Associate Name: Li Liu (sub-award PI)
Funding Source/Period of the Grant: NICHD-PDB R01 9/1/2017 - 6/30/2022
Project Summary The Under-5 Mortality Rate (U5MR) is a key and widely-used indicator of child health, but it conceals important information about how this mortality is distributed by age. For better understanding and monitoring of child health, it is critical to examine how the risk of death varies within the 0-5 age range. This includes age breakdowns beyond the standard cut-off points of 28 days (for neonatal mortality) and 1 year (for infant mortality). In many populations, however, the age pattern of under-5 mortality is not well known. Less- developed countries, in particular, lack the high-quality detailed vital registration information necessary for the analysis of such age patterns. Sample surveys collecting retrospective birth histories do not satisfactorily fill this gap, because they are subject to systematic biases that are particularly consequential for estimating age patterns. This makes the need for high-quality information on age patterns of under-5 mortality even more critical, because regularities in these age patterns can be used as a powerful tool for evaluating and correcting data when sources are deficient.
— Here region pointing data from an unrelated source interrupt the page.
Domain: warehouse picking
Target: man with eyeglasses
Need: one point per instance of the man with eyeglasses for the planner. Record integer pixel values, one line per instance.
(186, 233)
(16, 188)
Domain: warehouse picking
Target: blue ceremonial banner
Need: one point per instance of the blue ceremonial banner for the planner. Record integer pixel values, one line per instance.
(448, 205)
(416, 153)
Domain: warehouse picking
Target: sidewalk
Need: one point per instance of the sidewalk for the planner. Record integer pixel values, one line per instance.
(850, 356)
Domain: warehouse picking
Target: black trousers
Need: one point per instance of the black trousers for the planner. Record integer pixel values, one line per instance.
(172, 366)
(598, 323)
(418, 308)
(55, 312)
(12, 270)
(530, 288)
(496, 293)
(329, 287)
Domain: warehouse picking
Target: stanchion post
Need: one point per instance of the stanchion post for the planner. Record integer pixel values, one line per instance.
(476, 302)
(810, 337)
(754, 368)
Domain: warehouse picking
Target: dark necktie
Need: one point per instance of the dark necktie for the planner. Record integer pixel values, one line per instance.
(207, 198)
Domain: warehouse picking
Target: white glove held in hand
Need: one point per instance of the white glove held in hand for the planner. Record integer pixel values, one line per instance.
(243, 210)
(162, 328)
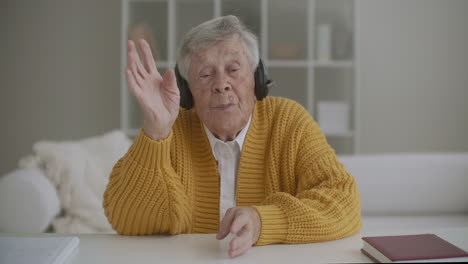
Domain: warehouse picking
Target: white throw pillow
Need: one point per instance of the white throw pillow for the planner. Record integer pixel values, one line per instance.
(28, 201)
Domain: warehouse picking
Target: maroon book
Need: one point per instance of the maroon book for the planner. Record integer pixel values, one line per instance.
(406, 248)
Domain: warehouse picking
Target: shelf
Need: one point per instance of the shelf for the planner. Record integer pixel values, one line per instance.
(305, 63)
(334, 64)
(288, 63)
(132, 132)
(344, 134)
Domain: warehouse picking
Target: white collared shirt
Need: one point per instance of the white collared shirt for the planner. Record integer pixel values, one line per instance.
(227, 155)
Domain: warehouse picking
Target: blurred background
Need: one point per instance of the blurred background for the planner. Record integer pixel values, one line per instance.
(380, 76)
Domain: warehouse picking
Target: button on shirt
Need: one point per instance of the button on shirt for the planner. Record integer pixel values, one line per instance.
(227, 155)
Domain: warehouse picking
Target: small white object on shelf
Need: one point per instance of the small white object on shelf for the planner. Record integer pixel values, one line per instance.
(323, 42)
(333, 117)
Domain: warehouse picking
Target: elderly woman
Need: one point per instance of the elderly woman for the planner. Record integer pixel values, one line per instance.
(231, 160)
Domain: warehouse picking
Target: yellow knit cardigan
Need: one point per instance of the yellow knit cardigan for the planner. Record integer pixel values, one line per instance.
(287, 172)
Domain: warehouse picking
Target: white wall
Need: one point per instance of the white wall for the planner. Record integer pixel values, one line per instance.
(59, 72)
(413, 57)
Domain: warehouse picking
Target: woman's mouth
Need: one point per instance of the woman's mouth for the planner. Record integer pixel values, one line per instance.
(224, 107)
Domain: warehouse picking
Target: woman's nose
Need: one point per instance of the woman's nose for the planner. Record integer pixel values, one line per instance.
(222, 85)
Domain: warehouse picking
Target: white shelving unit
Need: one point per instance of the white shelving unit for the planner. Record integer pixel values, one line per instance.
(287, 35)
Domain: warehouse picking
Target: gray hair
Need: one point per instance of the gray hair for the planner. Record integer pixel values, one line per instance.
(211, 32)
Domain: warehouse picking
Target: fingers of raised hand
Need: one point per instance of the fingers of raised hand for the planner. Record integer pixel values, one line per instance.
(241, 243)
(134, 63)
(148, 59)
(225, 225)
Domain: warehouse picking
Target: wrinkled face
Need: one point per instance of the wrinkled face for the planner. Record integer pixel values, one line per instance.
(222, 84)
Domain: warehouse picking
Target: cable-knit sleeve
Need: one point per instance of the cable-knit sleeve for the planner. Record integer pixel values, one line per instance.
(325, 204)
(144, 194)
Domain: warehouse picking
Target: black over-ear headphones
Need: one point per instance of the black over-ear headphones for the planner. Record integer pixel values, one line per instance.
(262, 85)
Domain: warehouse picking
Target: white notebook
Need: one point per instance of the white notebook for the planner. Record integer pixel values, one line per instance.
(37, 250)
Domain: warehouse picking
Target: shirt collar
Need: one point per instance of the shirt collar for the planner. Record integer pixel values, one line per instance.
(239, 139)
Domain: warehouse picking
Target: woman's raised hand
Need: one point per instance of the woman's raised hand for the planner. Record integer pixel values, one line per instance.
(158, 96)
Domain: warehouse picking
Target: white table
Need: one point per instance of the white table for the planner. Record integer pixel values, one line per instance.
(196, 248)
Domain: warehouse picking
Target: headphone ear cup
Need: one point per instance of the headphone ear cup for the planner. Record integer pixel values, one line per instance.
(186, 100)
(262, 83)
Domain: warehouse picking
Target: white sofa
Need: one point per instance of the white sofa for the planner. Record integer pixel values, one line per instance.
(418, 186)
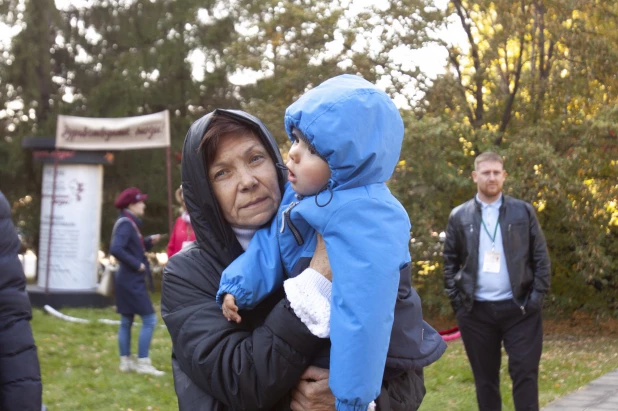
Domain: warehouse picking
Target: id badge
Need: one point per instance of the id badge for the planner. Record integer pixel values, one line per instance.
(491, 263)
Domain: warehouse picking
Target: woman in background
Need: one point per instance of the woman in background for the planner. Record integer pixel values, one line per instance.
(182, 234)
(129, 248)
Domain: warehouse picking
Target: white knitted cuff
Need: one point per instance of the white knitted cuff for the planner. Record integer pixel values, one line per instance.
(309, 295)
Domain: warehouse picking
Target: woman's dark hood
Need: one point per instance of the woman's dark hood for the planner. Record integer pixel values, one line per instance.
(213, 234)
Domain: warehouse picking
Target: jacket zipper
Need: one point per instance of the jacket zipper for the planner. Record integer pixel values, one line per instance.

The goal of this project is to improve our understanding of age patterns of under-5 mortality by gathering the largest database to date on high-quality global mortality information by detailed age (by days, weeks, months, and years of age) from birth until age 5, by sex. This database, which will cover a wide array of historical and contemporary contexts in both more- and less-developed settings, will serve as a basis for generating models summarizing regularities about how under-5 mortality is distributed by detailed age in human populations. These models will then be used for evaluating and correcting under-5 mortality information by detailed age in less-developed countries. This global database, and models derived from it, will also allow us to address specific substantive questions about how and why age patterns of under-5 mortality vary by sex, time, and place, with important programmatic implications. This database will be made publicly-available, allowing the research community to easily access high-quality primary information on under-5 mortality by detailed age for their own research needs, and for further validation and replication of the project’s results.